The output is a list of segmented words, where each word is a 2-tuple of (Cantonese characters, IPA string). Within the IPA string, syllables are separated by a single space.

When g2p() receives a raw string, it runs word segmentation internally (via segment()) so that contextually disambiguated pronunciations come through:

import pycantonese
## 蛋 alone is pronounced with tone 2 (high-rising).
pycantonese.g2p('蛋')  # egg
# [('蛋', 'taːn25')]

## 蛋 in 蛋糕 is pronounced with tone 6 (low-level).
pycantonese.g2p('蛋糕')  # cake
# [('蛋糕', 'taːn22 kou55')]

If you would rather supply your own segmentation, pass a list of words instead of a string:

import pycantonese
pycantonese.g2p(['廣東', '話'])  # Cantonese
# [('廣東', 'kʷɔŋ25 tʊŋ55'), ('話', 'waː22')]
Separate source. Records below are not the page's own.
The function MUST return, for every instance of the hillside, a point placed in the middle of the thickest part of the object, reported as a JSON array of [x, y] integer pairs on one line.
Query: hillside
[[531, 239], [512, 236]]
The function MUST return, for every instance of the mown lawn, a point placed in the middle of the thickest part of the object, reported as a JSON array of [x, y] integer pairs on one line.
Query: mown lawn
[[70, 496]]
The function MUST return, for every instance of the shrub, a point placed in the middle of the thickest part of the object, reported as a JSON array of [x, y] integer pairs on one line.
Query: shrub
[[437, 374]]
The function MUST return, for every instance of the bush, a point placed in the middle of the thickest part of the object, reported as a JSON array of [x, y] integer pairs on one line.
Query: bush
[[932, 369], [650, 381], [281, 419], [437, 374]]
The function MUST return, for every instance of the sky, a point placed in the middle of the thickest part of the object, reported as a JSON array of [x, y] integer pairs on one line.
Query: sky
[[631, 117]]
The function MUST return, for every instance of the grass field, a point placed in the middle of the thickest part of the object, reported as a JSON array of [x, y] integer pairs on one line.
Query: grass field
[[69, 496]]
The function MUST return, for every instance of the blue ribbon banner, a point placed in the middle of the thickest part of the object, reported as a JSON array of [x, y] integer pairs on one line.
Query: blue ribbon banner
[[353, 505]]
Any word with no Jyutping mapping — an unseen Cantonese character, a punctuation mark, or a non-Chinese token — yields None in place of the IPA string, so callers can detect and handle out-of-vocabulary items explicitly:

import pycantonese
pycantonese.g2p('佢成日呃like')
# [('佢', 'kʰɵy23'),
#  ('成日', 'sɪŋ21 jɐt̚22'),
#  ('呃', 'ŋaːk̚55'),
#  ('like', None)]

The IPA mapping inherits the choices of jyutping_to_ipa(), which follows Matthews and Yip (2011: 461-463). To customize specific IPA symbols, g2p() accepts the keyword arguments onsets, nuclei, codas, and tones, each a dictionary that maps a Jyutping sound to your desired IPA symbol:

import pycantonese
pycantonese.g2p('我')
# [('我', 'ŋɔ23')]
pycantonese.g2p('我', onsets={'ng': 'n'})
# [('我', 'nɔ23')]

For lower-level access — for example, if you want the intermediate Jyutping output, or want to control tones — call characters_to_jyutping() and jyutping_to_ipa() directly. See Jyutping Romanization for details.